Oh, and there's no Dude Bro Party Massacre or Dude Bro Party Massacre II.
Heat Vision breakdown
The title is one of the film's many winks to the slasher genre. "We wanted it to be a love letter from a crazy ex to the horror genre," says Michael Rousselet, who with Tomm Jacobsen and Jon Salmon directed the film, which premiered weeks ago at the Los Angeles Film Festival.
Rousselet, Jacobsen and Salmon work together on 5 Second Films, a comedy website that specializes in exactly what the name suggests. Dude Bro Party Massacre III first was one of their five-second shorts. Then, with positive viewer reception, they produced a fake trailer. "We had no intention of making it a feature film," says Rousselet, but with more viewer encouragement, they finally launched a Kickstarter for the project and raised $241,071, with donations then matched by horror producers Keith and Jessica Calder (You're Next, The Guest).
They brought in the entire 5 Second Films team to write the script. "We wanted it to be like a B-movie, chaotic and bizarre.
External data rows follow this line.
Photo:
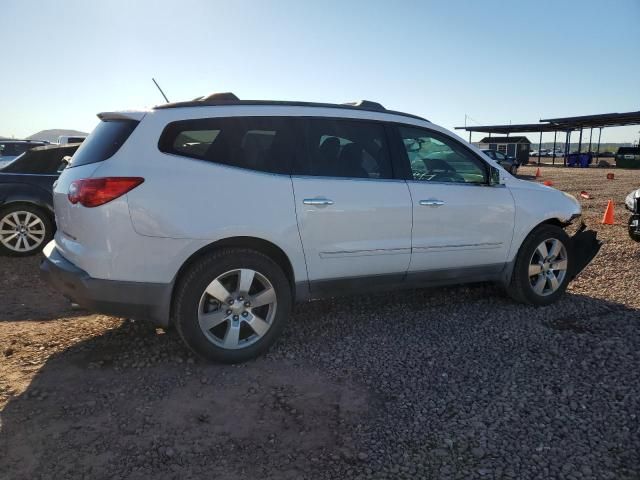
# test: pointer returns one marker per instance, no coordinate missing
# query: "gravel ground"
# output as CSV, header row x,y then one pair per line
x,y
444,383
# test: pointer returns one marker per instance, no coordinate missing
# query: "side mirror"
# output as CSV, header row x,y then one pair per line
x,y
495,176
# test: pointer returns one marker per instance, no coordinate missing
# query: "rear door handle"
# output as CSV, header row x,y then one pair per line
x,y
318,202
432,202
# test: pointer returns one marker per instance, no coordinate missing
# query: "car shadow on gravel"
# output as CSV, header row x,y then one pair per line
x,y
24,296
440,383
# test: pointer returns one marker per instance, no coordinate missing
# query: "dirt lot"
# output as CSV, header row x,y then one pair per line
x,y
444,383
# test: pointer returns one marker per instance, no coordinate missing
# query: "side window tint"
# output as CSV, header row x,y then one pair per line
x,y
346,148
257,143
436,158
194,142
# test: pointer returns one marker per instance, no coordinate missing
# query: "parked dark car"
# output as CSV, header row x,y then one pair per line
x,y
507,162
11,149
628,157
26,204
632,202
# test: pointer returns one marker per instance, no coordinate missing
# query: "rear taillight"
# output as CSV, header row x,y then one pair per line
x,y
92,192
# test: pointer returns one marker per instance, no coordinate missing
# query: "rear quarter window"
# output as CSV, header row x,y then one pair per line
x,y
105,140
264,144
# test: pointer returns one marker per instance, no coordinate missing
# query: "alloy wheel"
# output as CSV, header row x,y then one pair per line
x,y
548,267
237,308
22,231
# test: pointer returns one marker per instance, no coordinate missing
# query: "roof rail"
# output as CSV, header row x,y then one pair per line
x,y
228,98
366,104
218,97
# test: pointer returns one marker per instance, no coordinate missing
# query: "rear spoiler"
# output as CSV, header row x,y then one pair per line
x,y
125,115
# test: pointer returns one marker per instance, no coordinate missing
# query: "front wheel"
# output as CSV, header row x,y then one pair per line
x,y
24,230
541,271
232,305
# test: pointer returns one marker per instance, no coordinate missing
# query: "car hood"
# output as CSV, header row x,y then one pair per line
x,y
563,204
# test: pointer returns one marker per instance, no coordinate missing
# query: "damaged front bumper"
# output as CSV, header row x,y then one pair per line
x,y
585,246
634,227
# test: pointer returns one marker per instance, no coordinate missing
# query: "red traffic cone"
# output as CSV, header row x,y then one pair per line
x,y
607,219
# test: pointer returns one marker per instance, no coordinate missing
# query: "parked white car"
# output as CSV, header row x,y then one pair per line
x,y
65,139
216,214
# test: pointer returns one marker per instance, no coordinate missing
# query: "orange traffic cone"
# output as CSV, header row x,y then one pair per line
x,y
608,214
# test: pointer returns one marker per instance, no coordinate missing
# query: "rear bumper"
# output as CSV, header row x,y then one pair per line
x,y
148,301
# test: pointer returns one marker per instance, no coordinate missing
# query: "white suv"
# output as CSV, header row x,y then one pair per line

So we divided our scenes among the staff but told them they weren't allowed to communicate with each other about what they were writing," says Rousselet. They had Alec Owen compile the scenes, comparing his role to a showrunner's, then went into the woods of Big Bear, California to film.
"We filmed it with the imagery of a lot of cheap VHS slashers, but with the rhythm and pacing of a Zucker brothers comedy," says Salmon. "It's not really trying to scare you. It’s trying to make you laugh."
Following the premiere at LAFF, the filmmakers will release Dude Bro Party Massacre III on iTunes and on the film’s website July 7. In addition to the VOD release, they're planning screening events in theaters around the country and via streaming on the website.
The Hollywood Reporter exclusively debuts a clip in which the bros enter a wooded cabin and are confronted by a shadowy figure ... only for the specter to be introduced (via eye-popping graphics!) as Ripstick (played by musician, advice columnist and all-around party philosopher Andrew W.K.) He’s an "older bro who parties with the guys and then leaves, never to be heard from again," says Jacobsen. "It just kind of made us giggle."
Adds Jacobsen, "How can you make a movie with 'party' in the title and not include Andrew?"
While they continue to produce shorts, the 5 Second Films team plans on returning to features. Says Jacobsen, "As tiring and sweaty and covered in blood as we all got, I wouldn’t change a thing."